The Wise Man’s Fear is a colossal read. Rothfuss retains his breathless storytelling style, rich with detail that folds you immediately into this believably fairytale world. But it’s also constrained by the choice to tell the full story over three “days” (books), so this middle book is bloated and really should have been split into two but wasn’t. This may have been the first book I’ve read in awhile where I forgot parts of what happened while I was still reading it.
That shouldn’t be a discouragement, though. Rothfuss is a spellbinding author. The retrospective Kvothe is both believably a teenager, who makes dumb teenager mistakes, while also being greater than himself, a hero perhaps even he can’t understand. The “modern time” parts, with older Kvothe in the inn, are a refreshing breath of air hinting at much deeper mysteries (will we ever get those answers?). The split between what the characters know and the readers can guess is frustrating at times, because it’s impossible to reach into the books and shake the character into realizing, say, his family lineage, when it’s so blindingly obvious to the reader.

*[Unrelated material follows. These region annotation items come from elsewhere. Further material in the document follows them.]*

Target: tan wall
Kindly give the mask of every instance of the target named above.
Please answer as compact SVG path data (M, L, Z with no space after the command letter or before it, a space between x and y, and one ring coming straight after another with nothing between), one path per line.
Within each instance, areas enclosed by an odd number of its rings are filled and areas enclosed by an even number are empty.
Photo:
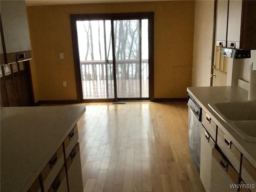
M36 6L27 10L37 100L77 99L70 14L142 12L155 14L155 98L186 96L186 88L191 84L194 1ZM59 59L59 53L64 53L64 59ZM62 86L63 81L66 87Z
M214 1L196 1L192 86L210 86Z

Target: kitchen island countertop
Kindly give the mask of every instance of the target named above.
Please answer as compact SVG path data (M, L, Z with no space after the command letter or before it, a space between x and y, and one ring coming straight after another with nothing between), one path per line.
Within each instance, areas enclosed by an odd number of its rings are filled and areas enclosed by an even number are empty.
M1 108L1 191L27 191L85 111L82 106Z
M224 128L222 132L232 141L240 151L256 166L256 143L242 138L208 106L208 104L248 102L248 92L239 86L191 87L187 90L214 122L218 122Z

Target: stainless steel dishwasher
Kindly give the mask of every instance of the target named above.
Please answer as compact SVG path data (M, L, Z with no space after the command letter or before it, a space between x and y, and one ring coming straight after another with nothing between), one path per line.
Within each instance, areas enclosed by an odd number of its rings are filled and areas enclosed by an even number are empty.
M188 97L188 148L196 170L200 173L202 108L189 94Z

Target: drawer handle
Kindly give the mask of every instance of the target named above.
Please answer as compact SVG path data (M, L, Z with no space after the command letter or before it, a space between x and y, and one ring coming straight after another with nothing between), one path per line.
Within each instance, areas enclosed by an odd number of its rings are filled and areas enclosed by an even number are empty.
M71 157L71 160L73 160L75 158L76 156L76 148L73 149L72 151L70 153L70 156Z
M220 163L222 167L222 168L224 169L224 170L227 171L227 168L228 167L228 163L226 160L223 159L222 157L220 157Z
M225 142L226 143L227 145L228 146L229 148L231 148L231 143L232 142L226 136L226 135L224 135L224 140Z
M56 152L52 157L51 158L50 161L49 162L49 163L50 163L50 166L51 168L52 168L53 166L55 164L55 163L57 162L57 160L58 159L58 157L57 156L57 152Z
M207 114L206 114L206 121L209 123L211 123L211 118Z
M205 135L205 138L206 139L207 141L209 142L210 141L210 136L209 136L209 135L206 131L204 132L204 134Z
M71 132L70 132L69 134L68 134L68 136L69 136L69 140L71 140L73 138L73 136L74 135L74 129L71 131Z
M52 188L54 192L56 192L60 184L60 178L58 174L52 183Z

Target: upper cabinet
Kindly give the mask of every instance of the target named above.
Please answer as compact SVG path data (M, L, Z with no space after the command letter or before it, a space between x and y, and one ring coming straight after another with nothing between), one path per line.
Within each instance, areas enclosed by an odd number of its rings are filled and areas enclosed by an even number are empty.
M228 0L218 1L217 5L216 39L217 45L226 47L227 23L228 20Z
M218 0L216 19L217 45L256 49L256 1Z
M25 0L1 1L0 9L6 64L30 59L30 42Z

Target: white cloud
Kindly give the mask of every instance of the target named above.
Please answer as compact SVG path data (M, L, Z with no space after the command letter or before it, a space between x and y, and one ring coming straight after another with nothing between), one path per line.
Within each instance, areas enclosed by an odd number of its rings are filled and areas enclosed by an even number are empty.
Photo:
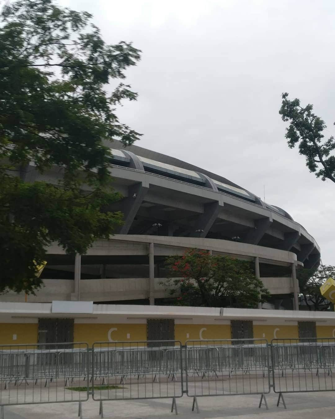
M143 51L119 111L139 145L215 172L285 209L335 264L335 185L289 150L278 111L288 91L332 124L335 3L331 0L62 0L87 10L109 42Z

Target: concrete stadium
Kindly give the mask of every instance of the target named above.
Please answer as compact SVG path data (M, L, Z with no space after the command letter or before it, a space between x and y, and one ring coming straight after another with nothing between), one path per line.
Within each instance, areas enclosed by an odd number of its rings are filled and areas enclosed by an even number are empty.
M109 209L124 214L124 225L85 255L71 257L57 245L49 248L44 287L28 302L159 304L169 296L160 283L168 275L165 258L194 247L254 261L256 275L273 296L267 308L297 309L296 268L317 266L320 250L286 211L176 158L106 143L112 148L113 186L124 197ZM59 168L41 174L30 165L25 180L56 182L61 176ZM25 295L8 292L0 301L24 302Z

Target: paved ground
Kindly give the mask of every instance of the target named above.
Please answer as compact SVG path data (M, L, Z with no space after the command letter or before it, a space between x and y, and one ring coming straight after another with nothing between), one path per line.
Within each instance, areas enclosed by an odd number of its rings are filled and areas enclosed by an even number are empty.
M192 398L184 396L177 399L178 416L181 419L327 419L334 416L335 392L288 394L285 395L287 410L276 406L276 396L266 396L269 410L258 407L257 396L229 396L198 398L200 413L191 411ZM155 399L103 403L105 419L171 419L171 399ZM99 403L92 399L82 403L83 419L100 417ZM75 419L78 414L76 403L51 403L5 407L4 419Z

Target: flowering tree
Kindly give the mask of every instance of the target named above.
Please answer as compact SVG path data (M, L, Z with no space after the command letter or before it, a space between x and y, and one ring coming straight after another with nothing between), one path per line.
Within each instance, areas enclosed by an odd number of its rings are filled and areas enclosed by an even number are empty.
M270 293L256 278L251 264L206 250L187 250L168 258L171 276L166 285L177 305L253 308Z

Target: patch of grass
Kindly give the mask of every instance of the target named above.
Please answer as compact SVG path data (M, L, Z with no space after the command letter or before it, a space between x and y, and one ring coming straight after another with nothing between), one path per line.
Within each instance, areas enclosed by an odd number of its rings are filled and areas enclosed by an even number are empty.
M123 388L126 388L126 387L121 387L119 385L95 385L95 390L122 390ZM72 391L86 391L87 390L87 387L82 386L81 387L65 387L67 390L72 390ZM92 391L92 387L88 388L89 391Z

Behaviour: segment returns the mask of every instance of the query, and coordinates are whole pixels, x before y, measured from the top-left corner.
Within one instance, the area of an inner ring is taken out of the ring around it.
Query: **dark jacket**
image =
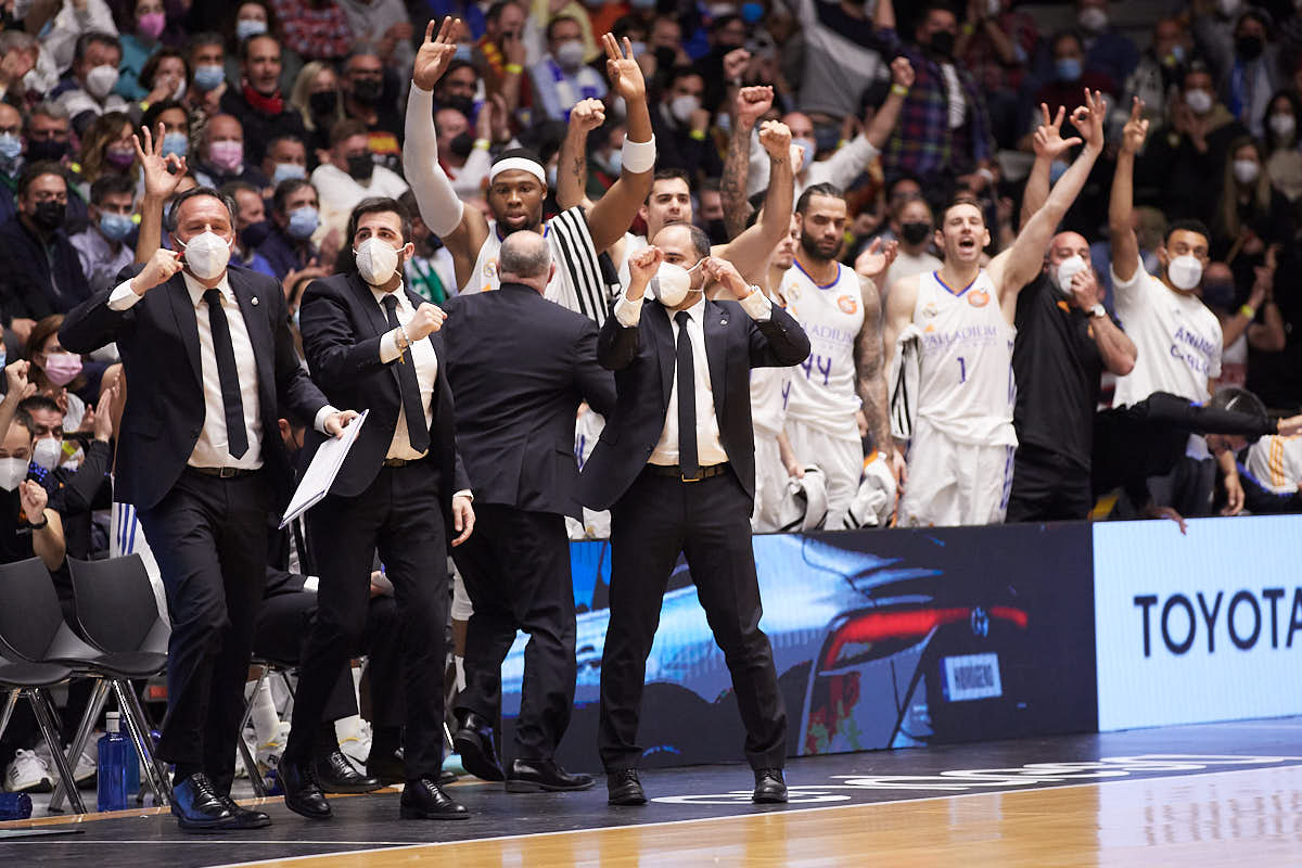
[[[404,290],[411,305],[419,307],[422,298]],[[375,480],[380,465],[388,454],[393,432],[402,409],[398,388],[398,362],[380,362],[380,337],[389,331],[384,311],[375,302],[371,288],[357,272],[335,275],[312,281],[303,293],[299,307],[299,331],[303,336],[303,354],[312,379],[322,384],[336,407],[370,410],[362,433],[340,467],[332,495],[355,497]],[[466,471],[457,455],[452,389],[448,388],[447,351],[443,336],[435,332],[428,338],[439,357],[439,373],[434,381],[434,420],[430,424],[430,450],[439,465],[439,502],[447,527],[452,524],[453,493],[470,488]],[[410,420],[409,420],[410,424]],[[306,467],[324,435],[310,431],[303,444]]]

There’s only one part of the story itself that really bothered me, and that’s only because it was so jarring and out-of-left field, and felt mostly like a way for the author to develop Kvothe’s reputation for sexual prowess–his startling trip into the fae when he chases Felurian. Literally between one page and the next we are whisked out of the story and into another realm, an impulsive switch that seems out of character for careful Kvothe. But it has several narrative reasons for existing–outside of Kvothe suddenly emerging as a sexual master somehow *eyeroll*–so I understand and allow it. It is just the only part that felt ridiculous, which actually says a lot, when so much of the story involves magic and wonders.
Now I join the ranks of the (many) people eagerly awaiting the release of the final book. We’ll see it eventually, and hopefully get some answers.